Logistic Regression classifier.
Attention: Available only with Twin Activate commercial edition.
Syntax
parameters = logisticfit(X,y)
parameters = logisticfit(X,y,options)
Inputs
- X
- Training data.
- Type: double
- Dimension: vector | matrix
- y
- Target values.
- Type: double
- Dimension: vector | matrix
- options
- Type: struct
-
- penalty
- Used to specify the norm used in the penalization. The 'newton-cg', 'sag' and 'lbfgs' solvers support only l2 (default) penalties.
- Type: char
- Dimension: string
- dual
- Dual or primal formulation. Dual formulation is only implemented for l2 penalty with liblinear solver. Prefer dual = false (default) when n_samples > n_features.
- Type: logical
- Dimension: Boolean
- tol
- Tolerance for stopping criteria (default: 1e-4).
- Type: double
- Dimension: scalar
- C
- Inverse of regularization strength. It must be a positive float (default: 1). Like in Support Vector Machines, smaller values specify stronger regularization.
- Type: double
- Dimension: scalar
- random_state
- Used when solver = 'sag' or 'liblinear' to shuffle the data.
- Type: integer
- Dimension: scalar
- solver
- Algorithm used to use in the optimization problem.Allowed solvers: 'newton-cg', 'lbfgs' (default), 'liblinear', 'sag', 'saga'
- Type: char
- Dimension: string
- max_iter
- Useful only for newton-cg, sag and lbfgs solvers. Maximum number of iterations taken for the solvers to converge (default: 100).
- Type: integer
- Dimension: scalar
- multi_class
- If 'ovr' is chosen, then a binary problem is fit for each label. If 'multinomial', then the loss minimized is the multinomial loss fit across the entire probability distribution, even when the data is binary. 'multinomial' is unavailable when solver = 'liblinear'. 'auto' (default) selects 'ovr' if the data is binary, or if solver = 'liblinear', and otherwise selects 'multinomial'.
- Type: char
- Dimension: string
Outputs
- parameters
- Contains all the values passed to logisticfit method as options. Additionally it has below key-value pairs.
- Type: struct
-
- scorer
- Function handle pointing to 'accuracy' function.
- Type: function handle
- intercept
- Intercept (bias) added to the decision function.
- Type: double
- Dimension: scalar
- coef
- Coefficient of the features in the decision function.
- Type: double
- Dimension: cell
- classes
- A list of class labels known to the classifier.
- Type: double
- Dimension: matrix
- n_samples
- Number of rows in the training data.
- Type: integer
- Dimension: scalar
- n_features
- Number of columns in the training data.
- Type: integer
- Dimension: scalar
Example
Usage of logisticfit
data = dlmread('banknote_authentication.txt', ',');
X = data(:, 1:2);
y = data(:, end);
parameters = logisticfit(X, y)
parameters = struct [
C: 1
classes: [Matrix] 1 x 2
0 1
coef: [Matrix] 1 x 2
-1.10461 -0.27259
dual: 0
intercept: 0.812773588
max_iter: 100
multi_class: auto
n_features: 2
n_samples: 1372
params: [Matrix] 1 x 3
0.81277 -1.10461 -0.27259
penalty: l2
solver: lbfgs
tol: 0.0001
]
Comments
Output 'parameters' should be passed as input to logisticpredict function.

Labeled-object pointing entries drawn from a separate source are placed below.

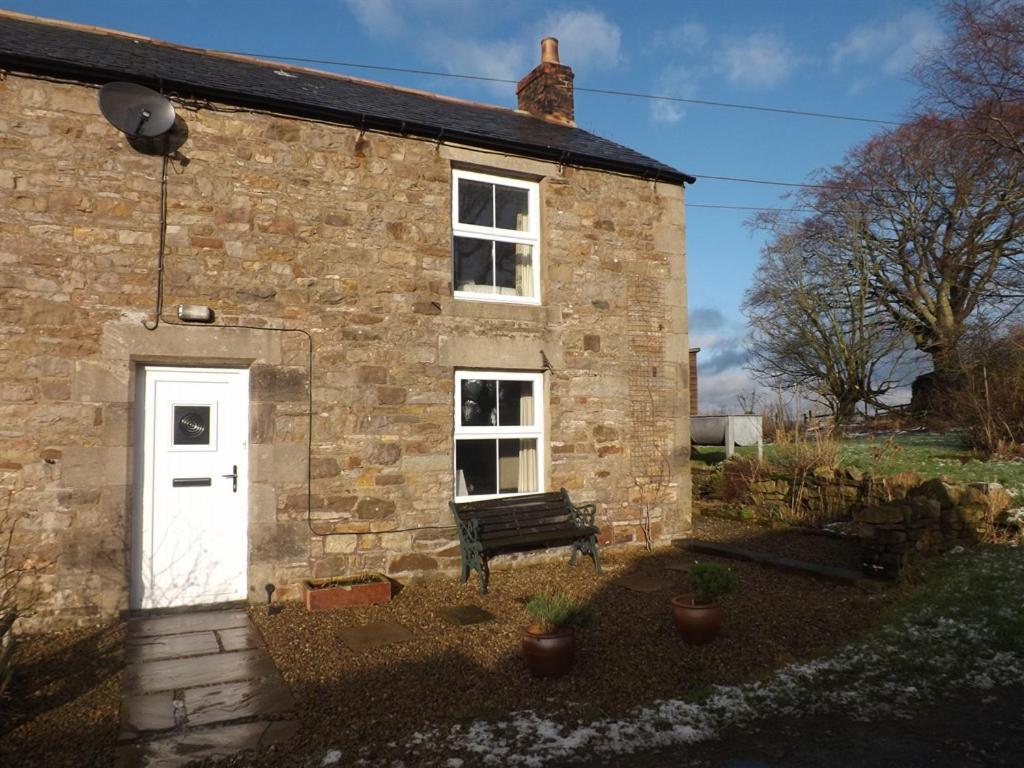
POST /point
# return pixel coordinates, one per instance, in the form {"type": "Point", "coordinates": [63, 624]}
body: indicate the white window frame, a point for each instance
{"type": "Point", "coordinates": [528, 432]}
{"type": "Point", "coordinates": [530, 237]}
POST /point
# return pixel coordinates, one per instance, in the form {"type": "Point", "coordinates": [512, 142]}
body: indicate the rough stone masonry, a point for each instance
{"type": "Point", "coordinates": [282, 222]}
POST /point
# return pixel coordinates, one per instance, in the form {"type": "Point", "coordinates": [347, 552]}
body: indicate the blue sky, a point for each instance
{"type": "Point", "coordinates": [851, 57]}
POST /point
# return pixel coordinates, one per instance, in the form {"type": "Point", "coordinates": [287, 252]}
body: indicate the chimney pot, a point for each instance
{"type": "Point", "coordinates": [549, 50]}
{"type": "Point", "coordinates": [547, 91]}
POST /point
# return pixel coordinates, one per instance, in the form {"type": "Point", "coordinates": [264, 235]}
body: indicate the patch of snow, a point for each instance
{"type": "Point", "coordinates": [864, 680]}
{"type": "Point", "coordinates": [333, 757]}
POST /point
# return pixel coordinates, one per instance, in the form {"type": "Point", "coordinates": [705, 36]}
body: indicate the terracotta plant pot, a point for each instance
{"type": "Point", "coordinates": [549, 654]}
{"type": "Point", "coordinates": [696, 624]}
{"type": "Point", "coordinates": [345, 592]}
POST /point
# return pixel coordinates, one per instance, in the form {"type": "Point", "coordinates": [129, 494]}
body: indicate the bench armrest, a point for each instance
{"type": "Point", "coordinates": [581, 514]}
{"type": "Point", "coordinates": [469, 530]}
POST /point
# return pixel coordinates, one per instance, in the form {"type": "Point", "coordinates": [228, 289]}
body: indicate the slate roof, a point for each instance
{"type": "Point", "coordinates": [96, 55]}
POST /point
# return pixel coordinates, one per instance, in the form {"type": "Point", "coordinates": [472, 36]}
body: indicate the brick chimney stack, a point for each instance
{"type": "Point", "coordinates": [547, 91]}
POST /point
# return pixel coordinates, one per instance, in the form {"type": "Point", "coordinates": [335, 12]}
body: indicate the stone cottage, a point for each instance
{"type": "Point", "coordinates": [274, 342]}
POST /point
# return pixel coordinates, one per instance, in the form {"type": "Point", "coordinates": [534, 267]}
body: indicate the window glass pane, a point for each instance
{"type": "Point", "coordinates": [476, 203]}
{"type": "Point", "coordinates": [478, 402]}
{"type": "Point", "coordinates": [505, 261]}
{"type": "Point", "coordinates": [513, 208]}
{"type": "Point", "coordinates": [516, 403]}
{"type": "Point", "coordinates": [475, 467]}
{"type": "Point", "coordinates": [473, 266]}
{"type": "Point", "coordinates": [515, 268]}
{"type": "Point", "coordinates": [192, 425]}
{"type": "Point", "coordinates": [516, 466]}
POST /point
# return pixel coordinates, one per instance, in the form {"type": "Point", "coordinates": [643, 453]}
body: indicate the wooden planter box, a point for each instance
{"type": "Point", "coordinates": [324, 594]}
{"type": "Point", "coordinates": [6, 649]}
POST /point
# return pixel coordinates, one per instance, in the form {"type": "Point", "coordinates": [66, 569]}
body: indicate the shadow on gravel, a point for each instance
{"type": "Point", "coordinates": [373, 704]}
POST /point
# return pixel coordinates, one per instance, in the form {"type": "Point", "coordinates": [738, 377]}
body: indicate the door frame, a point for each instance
{"type": "Point", "coordinates": [142, 465]}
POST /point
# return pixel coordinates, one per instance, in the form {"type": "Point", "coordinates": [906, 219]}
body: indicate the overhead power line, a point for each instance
{"type": "Point", "coordinates": [603, 91]}
{"type": "Point", "coordinates": [750, 208]}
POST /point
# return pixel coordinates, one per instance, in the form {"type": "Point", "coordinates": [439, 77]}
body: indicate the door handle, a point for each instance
{"type": "Point", "coordinates": [235, 478]}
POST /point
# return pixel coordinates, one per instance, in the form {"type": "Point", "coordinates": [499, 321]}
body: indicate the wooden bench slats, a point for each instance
{"type": "Point", "coordinates": [534, 514]}
{"type": "Point", "coordinates": [511, 501]}
{"type": "Point", "coordinates": [524, 514]}
{"type": "Point", "coordinates": [519, 523]}
{"type": "Point", "coordinates": [563, 536]}
{"type": "Point", "coordinates": [511, 529]}
{"type": "Point", "coordinates": [498, 511]}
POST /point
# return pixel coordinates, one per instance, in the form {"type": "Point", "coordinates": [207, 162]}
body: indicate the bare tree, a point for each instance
{"type": "Point", "coordinates": [813, 323]}
{"type": "Point", "coordinates": [939, 225]}
{"type": "Point", "coordinates": [978, 74]}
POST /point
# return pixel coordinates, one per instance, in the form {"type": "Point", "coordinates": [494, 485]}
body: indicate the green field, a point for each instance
{"type": "Point", "coordinates": [929, 454]}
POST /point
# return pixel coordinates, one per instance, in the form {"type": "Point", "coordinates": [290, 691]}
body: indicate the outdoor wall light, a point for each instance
{"type": "Point", "coordinates": [195, 313]}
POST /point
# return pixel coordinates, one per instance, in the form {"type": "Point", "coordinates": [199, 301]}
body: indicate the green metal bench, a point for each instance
{"type": "Point", "coordinates": [522, 523]}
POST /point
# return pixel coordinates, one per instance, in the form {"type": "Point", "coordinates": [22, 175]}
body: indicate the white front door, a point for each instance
{"type": "Point", "coordinates": [194, 500]}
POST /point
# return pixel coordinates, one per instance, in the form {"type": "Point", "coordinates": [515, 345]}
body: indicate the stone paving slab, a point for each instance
{"type": "Point", "coordinates": [373, 635]}
{"type": "Point", "coordinates": [240, 638]}
{"type": "Point", "coordinates": [151, 677]}
{"type": "Point", "coordinates": [680, 567]}
{"type": "Point", "coordinates": [199, 686]}
{"type": "Point", "coordinates": [463, 615]}
{"type": "Point", "coordinates": [171, 646]}
{"type": "Point", "coordinates": [178, 624]}
{"type": "Point", "coordinates": [182, 749]}
{"type": "Point", "coordinates": [231, 701]}
{"type": "Point", "coordinates": [643, 583]}
{"type": "Point", "coordinates": [152, 713]}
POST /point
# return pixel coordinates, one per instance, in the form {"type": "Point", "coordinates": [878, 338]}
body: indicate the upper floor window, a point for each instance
{"type": "Point", "coordinates": [495, 238]}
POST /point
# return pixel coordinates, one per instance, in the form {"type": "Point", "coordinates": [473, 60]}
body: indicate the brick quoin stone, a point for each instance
{"type": "Point", "coordinates": [278, 221]}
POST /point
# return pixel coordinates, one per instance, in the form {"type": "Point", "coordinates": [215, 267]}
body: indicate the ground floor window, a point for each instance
{"type": "Point", "coordinates": [499, 425]}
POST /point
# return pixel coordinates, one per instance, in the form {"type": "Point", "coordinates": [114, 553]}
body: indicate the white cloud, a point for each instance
{"type": "Point", "coordinates": [587, 40]}
{"type": "Point", "coordinates": [690, 37]}
{"type": "Point", "coordinates": [762, 59]}
{"type": "Point", "coordinates": [896, 43]}
{"type": "Point", "coordinates": [498, 58]}
{"type": "Point", "coordinates": [718, 392]}
{"type": "Point", "coordinates": [381, 18]}
{"type": "Point", "coordinates": [674, 81]}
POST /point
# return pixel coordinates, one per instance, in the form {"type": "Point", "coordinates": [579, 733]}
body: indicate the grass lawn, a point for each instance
{"type": "Point", "coordinates": [929, 454]}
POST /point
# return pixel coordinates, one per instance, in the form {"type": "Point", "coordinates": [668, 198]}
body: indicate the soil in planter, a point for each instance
{"type": "Point", "coordinates": [354, 581]}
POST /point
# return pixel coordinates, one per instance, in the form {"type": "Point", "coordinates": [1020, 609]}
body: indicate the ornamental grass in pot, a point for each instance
{"type": "Point", "coordinates": [549, 643]}
{"type": "Point", "coordinates": [698, 615]}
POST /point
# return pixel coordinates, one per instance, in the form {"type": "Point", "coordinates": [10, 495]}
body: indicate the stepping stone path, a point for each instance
{"type": "Point", "coordinates": [463, 615]}
{"type": "Point", "coordinates": [199, 685]}
{"type": "Point", "coordinates": [372, 635]}
{"type": "Point", "coordinates": [643, 583]}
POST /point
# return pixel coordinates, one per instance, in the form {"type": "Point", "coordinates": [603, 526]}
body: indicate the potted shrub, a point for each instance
{"type": "Point", "coordinates": [698, 615]}
{"type": "Point", "coordinates": [343, 592]}
{"type": "Point", "coordinates": [549, 643]}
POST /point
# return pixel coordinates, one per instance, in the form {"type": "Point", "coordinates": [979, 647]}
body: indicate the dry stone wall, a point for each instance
{"type": "Point", "coordinates": [278, 222]}
{"type": "Point", "coordinates": [897, 516]}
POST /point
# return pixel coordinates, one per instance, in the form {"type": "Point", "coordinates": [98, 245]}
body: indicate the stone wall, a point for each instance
{"type": "Point", "coordinates": [931, 517]}
{"type": "Point", "coordinates": [897, 517]}
{"type": "Point", "coordinates": [281, 222]}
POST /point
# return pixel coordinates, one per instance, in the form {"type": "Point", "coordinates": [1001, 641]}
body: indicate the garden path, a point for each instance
{"type": "Point", "coordinates": [196, 685]}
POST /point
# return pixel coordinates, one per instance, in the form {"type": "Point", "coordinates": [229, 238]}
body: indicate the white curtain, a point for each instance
{"type": "Point", "coordinates": [527, 449]}
{"type": "Point", "coordinates": [523, 262]}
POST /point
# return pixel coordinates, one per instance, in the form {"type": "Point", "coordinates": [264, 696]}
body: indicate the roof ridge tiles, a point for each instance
{"type": "Point", "coordinates": [35, 43]}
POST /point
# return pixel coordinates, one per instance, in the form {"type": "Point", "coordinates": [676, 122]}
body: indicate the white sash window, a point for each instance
{"type": "Point", "coordinates": [499, 424]}
{"type": "Point", "coordinates": [495, 238]}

For small datasets, 'liblinear' is a good choice, whereas 'sag' and 'saga' are faster for large ones.
For multiclass problems, only 'newton-cg', 'sag', 'saga' and 'lbfgs' handle multinomial loss; 'liblinear' is limited to one-versus-rest schemese. 'newton-cg', 'lbfgs' and 'sag' only handle L2 penalty, whereas 'liblinear' and 'saga' handle L1 penalty.
Note that 'sag' and 'saga' fast convergence is only guaranteed on features with approximately the same scale. You can preprocess the data using preprocessing methods.